Das stimmt, jedoch ich verstehe das Wort „aber“ nicht. Ich sehe da keinen Gegensatz. 
Als die Bumesen Ayutthaya belagerten, durchbrach Tak Sin mit ca. 500 Leuten den Belagerungsring und begab sich nach Rayong.
Er machte seinen älteren Bruder Duang (Titel Lord Chakri) zu seinem Hauptgeneral. Er sammelte mehr Soldaten  und ging nach Bangkok, um den Zugang zum Chao Praya Fluß und Zentralsiam zu kontrollieren.  1767 machte er sich zum König
In den nächsten Jahren konnten er und Lord Chakri die Angriffe der Burmesen abwehren. 
Inzwischen hatte in Ligor (Nakhorn Sri Thammarat) sich jemand namens Palat Nu zum“ König Musica“  gemacht. Tak Sin schickte zunächst Lord Chakri mit 15.000 Mann dorthin, um Ligor zu unterwerfen. Der schaffte das aber nicht. Also kam Tak Sin mit einer noch größeren Armee nach und besiegte König Musica, der wieder einfach Palat Nu wurde. Nachdem dieser sechs Jahr lang seine Loyalität gegenüber Tak Sin gezeigt hatte, ernannte dieser ihn zum Vizekönig von Ligor. 
Inzwischen (1767), nach dem Fall vom Ayutthaya, hatte der Sultan von Keddah sich gedacht, er könnte die Schwäche Siams ausnutzen und übernahm Trang, Phang Nga und Phuket. 
König Musica von Ligor hatte zwar versucht, die Ort wieder für Siam einzunehmen, was aber misslang. Nach einigen wenigen Jahren jedoch erhoben sich die Bewohner Phukets, die von den Besatzern wie Sklaven gehalten wurden,  selber und befreiten sich. 
Im Kampf Tak Sin gegen König Musica hatten sich die Phuketianer (wenn ich sie so nennen darf) auf die Seite von Musica gestellt.
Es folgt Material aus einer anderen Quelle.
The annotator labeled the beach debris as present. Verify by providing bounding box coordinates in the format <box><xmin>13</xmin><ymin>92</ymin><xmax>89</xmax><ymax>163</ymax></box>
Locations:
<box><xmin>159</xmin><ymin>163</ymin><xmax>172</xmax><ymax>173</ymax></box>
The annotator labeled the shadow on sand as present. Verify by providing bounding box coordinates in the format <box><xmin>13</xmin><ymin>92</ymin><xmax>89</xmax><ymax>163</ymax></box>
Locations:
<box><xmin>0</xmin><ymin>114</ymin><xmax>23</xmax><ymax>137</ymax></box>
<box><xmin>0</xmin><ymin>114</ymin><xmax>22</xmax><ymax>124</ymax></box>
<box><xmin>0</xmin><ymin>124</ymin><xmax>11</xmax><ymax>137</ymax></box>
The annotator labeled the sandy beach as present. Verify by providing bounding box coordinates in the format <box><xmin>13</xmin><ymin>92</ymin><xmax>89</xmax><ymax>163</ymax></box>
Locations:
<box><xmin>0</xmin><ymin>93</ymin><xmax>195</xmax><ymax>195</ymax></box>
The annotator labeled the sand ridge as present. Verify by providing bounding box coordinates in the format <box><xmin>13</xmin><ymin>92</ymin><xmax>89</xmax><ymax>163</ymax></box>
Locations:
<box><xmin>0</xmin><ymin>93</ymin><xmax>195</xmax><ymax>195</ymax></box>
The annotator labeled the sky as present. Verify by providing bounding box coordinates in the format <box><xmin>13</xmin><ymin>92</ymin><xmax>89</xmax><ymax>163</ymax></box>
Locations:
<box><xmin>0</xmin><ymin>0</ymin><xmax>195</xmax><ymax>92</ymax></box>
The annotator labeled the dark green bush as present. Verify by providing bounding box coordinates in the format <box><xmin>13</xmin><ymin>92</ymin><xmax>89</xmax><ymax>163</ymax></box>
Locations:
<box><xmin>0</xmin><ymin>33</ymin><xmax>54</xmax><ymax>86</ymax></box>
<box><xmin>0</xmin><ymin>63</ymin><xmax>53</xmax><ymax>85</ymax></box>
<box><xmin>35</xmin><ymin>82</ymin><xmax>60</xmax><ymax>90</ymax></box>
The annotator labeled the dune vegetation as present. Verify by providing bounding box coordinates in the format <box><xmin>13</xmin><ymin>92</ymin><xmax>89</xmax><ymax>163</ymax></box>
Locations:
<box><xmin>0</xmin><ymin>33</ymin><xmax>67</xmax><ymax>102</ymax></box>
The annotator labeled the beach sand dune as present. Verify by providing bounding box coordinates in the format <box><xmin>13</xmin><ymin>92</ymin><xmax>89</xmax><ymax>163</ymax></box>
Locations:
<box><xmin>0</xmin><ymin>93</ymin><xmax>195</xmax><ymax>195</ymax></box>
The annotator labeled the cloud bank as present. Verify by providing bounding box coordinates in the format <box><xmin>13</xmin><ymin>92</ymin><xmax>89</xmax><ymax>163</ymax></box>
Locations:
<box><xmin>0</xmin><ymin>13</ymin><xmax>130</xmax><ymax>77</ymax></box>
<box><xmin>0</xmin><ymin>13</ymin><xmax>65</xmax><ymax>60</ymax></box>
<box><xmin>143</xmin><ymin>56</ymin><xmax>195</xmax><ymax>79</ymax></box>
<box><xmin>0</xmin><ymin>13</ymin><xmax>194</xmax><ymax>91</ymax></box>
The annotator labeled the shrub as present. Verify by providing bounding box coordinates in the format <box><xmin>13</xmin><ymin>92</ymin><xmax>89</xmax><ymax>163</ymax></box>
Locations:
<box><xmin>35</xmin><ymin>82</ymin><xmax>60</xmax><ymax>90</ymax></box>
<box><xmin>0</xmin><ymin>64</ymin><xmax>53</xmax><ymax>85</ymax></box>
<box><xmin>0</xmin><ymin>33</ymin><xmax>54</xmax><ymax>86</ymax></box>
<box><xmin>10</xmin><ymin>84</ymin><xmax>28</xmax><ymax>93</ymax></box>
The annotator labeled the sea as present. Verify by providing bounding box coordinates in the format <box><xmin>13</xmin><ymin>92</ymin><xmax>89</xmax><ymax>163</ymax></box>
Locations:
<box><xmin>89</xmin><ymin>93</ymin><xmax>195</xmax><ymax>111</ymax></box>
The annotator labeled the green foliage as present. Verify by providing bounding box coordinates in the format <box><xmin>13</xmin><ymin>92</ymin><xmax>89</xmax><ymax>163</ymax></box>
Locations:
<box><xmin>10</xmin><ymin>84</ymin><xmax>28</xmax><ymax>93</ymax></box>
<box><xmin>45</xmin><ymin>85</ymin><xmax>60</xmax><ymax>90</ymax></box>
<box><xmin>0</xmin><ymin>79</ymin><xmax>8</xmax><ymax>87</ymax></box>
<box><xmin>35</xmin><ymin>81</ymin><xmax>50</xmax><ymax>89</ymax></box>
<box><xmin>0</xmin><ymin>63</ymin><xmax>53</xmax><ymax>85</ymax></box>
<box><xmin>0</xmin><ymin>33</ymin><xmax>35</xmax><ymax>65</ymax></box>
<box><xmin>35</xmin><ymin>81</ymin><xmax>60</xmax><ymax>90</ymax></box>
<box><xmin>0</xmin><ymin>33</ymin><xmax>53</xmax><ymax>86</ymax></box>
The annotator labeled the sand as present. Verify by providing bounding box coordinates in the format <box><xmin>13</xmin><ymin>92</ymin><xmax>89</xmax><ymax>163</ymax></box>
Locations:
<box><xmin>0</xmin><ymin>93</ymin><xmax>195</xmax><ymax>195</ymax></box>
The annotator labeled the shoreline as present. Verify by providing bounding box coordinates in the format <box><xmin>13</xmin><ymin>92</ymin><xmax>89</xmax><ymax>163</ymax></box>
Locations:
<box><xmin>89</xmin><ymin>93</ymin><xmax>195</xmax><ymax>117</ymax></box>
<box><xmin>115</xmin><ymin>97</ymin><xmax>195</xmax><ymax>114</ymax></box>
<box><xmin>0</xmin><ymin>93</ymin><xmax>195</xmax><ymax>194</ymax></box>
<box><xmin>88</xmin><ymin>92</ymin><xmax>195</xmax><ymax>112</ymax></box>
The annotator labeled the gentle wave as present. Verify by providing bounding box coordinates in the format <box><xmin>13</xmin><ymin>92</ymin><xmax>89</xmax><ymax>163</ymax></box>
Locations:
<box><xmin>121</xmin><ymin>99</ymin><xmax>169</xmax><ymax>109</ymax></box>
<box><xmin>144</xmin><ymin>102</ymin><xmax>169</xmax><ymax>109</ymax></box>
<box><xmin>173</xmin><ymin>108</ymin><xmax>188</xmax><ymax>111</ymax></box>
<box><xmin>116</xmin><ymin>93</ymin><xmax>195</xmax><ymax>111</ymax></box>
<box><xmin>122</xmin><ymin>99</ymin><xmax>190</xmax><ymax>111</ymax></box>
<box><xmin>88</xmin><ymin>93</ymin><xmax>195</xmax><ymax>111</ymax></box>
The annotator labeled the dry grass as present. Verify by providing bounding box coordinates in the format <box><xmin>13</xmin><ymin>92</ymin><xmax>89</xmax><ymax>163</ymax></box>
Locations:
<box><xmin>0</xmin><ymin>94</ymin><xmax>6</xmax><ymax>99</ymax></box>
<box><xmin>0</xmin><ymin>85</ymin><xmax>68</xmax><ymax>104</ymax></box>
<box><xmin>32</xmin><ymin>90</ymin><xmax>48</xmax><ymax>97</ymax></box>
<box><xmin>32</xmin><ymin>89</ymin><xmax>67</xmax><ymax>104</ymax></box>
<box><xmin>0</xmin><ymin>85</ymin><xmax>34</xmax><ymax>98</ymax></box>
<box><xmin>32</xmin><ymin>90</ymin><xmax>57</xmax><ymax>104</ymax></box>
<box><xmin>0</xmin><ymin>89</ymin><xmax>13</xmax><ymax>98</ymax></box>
Als der verlor, sandte Tak Sin Gefolgsleute nach Phuket und setzte den alten Gouverneur ab und ernannte einen neuen, dieses Mal einen Chinesen, den er dafür belohnte, dass er Tak Sin mit seinem Vermögen beim Kampf gegen die Burmesen unterstützt hatte. 
Später wurde Tak Sin dann „verrückt“, er glaubte, ein „Sotopanna“ zu sein, also eine Inkarnation Buddha’s, und fliegen zu können. Er vertrieb alle Christen aus Siam oder ließ sie hinrichten. Die (nicht wenigen) Christen von Phuket gingen nach Keddah. 
Als Tak Sin immer unberechenbarer und grausamer wurde, richtete man ihn hin. 
Lord Chakri erklärte sich zum König und wurde später als Rama I bezeichnet.

----------


## wein4tler

Das ist eine im Telegramm-Stil gehaltene Schilderung vom Halbchinesen Tak Sin. Sin bedeutet so viel wie Wohlstand. Tak weist auf die Zeit hin, wo er den Gouverneursposten in der Provinz Tak inne hatte. Während des Siamesisch-Birmanischen Kriegs ab 1764 war er General im Heer des Königs von Ayutthaya. Taksin war damals nur einer unter mehreren rivalisierenden Kriegsfürsten und konnte noch gar nicht wissen, das er sich als König ganz Siams durchsetzen würde. Er erwählte die kleine Festungsstadt Thonburi (heute ein Teil von Bangkok) am westlichen Ufer des Mae Nam Chao Phraya zur neuen Hauptstadt.
Er ließ König Ekathat feierlich einäschern, was während der Kriegswirren unterblieben war. Außerdem heiratete Taksin vier Hofdamen des alten Königreichs, Töchter hochrangiger Aristokraten, um sich mit der alten Elite zu verbinden. Taksins Berater überzeugten ihn schließlich, dass das Volk, das Militär und die Beamtenschaft ihn als König wünschten und er ließ sich am 28. Dezember 1767 krönen.
Ab dem Jahr 1778 machten sich starke Persönlichkeitsveränderungen bei Taksin bemerkbar. Er hoffte durch exzessive Meditation, ein Gott zu werden und durch die Luft fliegen zu können. Mit politisch unklugen Entscheidungen und Handlungen hatte er alle maßgeblichen gesellschaftlichen Gruppen gegen sich aufgebracht.
Anfangs April 1782 wurde das Todesurteil an Taksin vollstreckt. Über die Hinrichtungsmethode gibt es widersprüchliche Angaben: Entweder wurde er auf der Festung Wichaiprasit schlicht enthauptet, oder aber nach dem Gesetz zur Hinrichtung von Königspersonen mit Sandelholzkeule aus dem 15. Jahrhundert in einen Samtsack gehüllt und durch einen Schlag mit dem Sandelholzknüppel ins Genick getötet, da königliches Blut nicht vergossen werden durfte. 
Am selben Tag bestieg Chaophraya Chakri den Thron als König Ramathibodi (später wurde er als Phra Phutthayotfa Chulalok oder Rama I. bezeichnet). Er begründete die noch heute herrschende Chakri-Dynastie.
1784 ließ der neue Herrscher Rama I. eine nachträgliche Beisetzungszeremonie für Taksin abhalten, mit der seine Verdienste um Siam gewürdigt wurden, die er ja zweifellos vorzuweisen hatte.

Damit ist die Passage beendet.